Iron oxide can also be used as a pigment, under the names "Pigment Brown 6", "Pigment Brown 7", "Pigment Red 101". A few of them as examples are Pigment Brown 6, Pigment Red 101, which are approved by the US Food & Drug Administration - FDA, for cosmetics use. In addition, iron oxides can be used as pigments in dental composites alongside titanium oxides.
Hematite is one of the characteristic components of the Swedish paint colour Falu red.
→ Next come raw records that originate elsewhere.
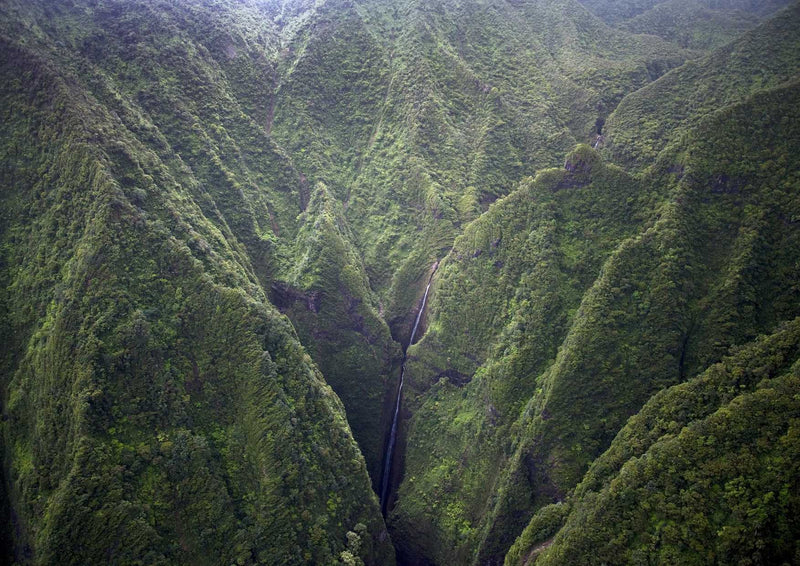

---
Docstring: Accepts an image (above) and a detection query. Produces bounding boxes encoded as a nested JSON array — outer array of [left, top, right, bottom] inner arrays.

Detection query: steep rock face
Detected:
[[0, 4, 393, 564], [0, 0, 800, 564], [390, 13, 798, 563], [506, 320, 800, 566], [605, 2, 800, 168]]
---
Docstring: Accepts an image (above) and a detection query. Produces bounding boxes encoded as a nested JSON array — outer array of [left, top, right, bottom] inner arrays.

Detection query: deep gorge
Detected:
[[0, 0, 800, 566]]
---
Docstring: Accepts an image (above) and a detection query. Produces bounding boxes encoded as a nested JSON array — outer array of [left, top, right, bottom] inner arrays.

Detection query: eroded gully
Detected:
[[380, 262, 439, 517]]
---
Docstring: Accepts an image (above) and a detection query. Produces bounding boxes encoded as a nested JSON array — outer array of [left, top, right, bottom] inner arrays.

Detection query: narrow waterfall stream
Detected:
[[381, 268, 439, 517]]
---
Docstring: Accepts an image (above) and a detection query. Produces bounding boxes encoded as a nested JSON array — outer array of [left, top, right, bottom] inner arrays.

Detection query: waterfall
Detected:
[[381, 268, 439, 517]]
Calamine lotion, which is used to treat mild itchiness, is chiefly composed of a combination of zinc oxide, by acting as astringent, and around 0.5% iron(III) oxide, the active ingredient of the product, acting as an antipruritic. The red colour iron(III) oxide is also primarily and widely responsible for the familiar pink colour lotion.
Q1. Explain the Difference Between Fe₂O₃ and Fe₃O₄?
Ans. Both of these compounds are ferrous oxides. Therefore, Fe₂O₃ can be given as a simple oxide, where Fe in Ferric oxide results only +3 in the oxidation state, and hence, Fe₃O₄ is a mixed oxide, where the Fe in Ferrous oxide exists in both +2 and +3 oxidation states. Although, we can compose Fe₃O₄ as FeO. And, Fe₂O₃ can be written as iron oxide (II), whereas, Fe₃O₄ can be written as iron oxide (II, III).
Q2. Explain if the Iron Oxide is Toxic to Humans?
Ans. When we breathe iron oxide, it will impact us. Exposure to the fumes from Iron Oxide may cause fever from metal fumes. This is explained as a flu-like condition with metallic taste signs, aches, fever and chills, cough, and chest tightness. However, Ferrous Oxide (FeO) is highly flammable and reactive and can combust spontaneously in the air.
Q3. What is the Black Iron Oxide Used for?
Ans. Black iron oxide, which is also called magnetite, can be used for resistance and as well as corrosion. Black iron oxide can often be used in anti-corrosion paints, which is found in several bridges and also in Eiffel Tower. These are used to shorten the proton relaxation times (T1, T2, and T2) as a contrast agent in the imaging of magnetic resonance.
Q4. What is Iron Oxide Made of?
Ans. The iron oxide compounds are composed of both iron and oxygen. There exist 17 known iron oxides and oxyhydroxides, where the best known is rust, which is a type of iron oxide(III). Also, oxyhydroxides and iron oxides are common in nature and play a vital role in several processes, both biological and geological.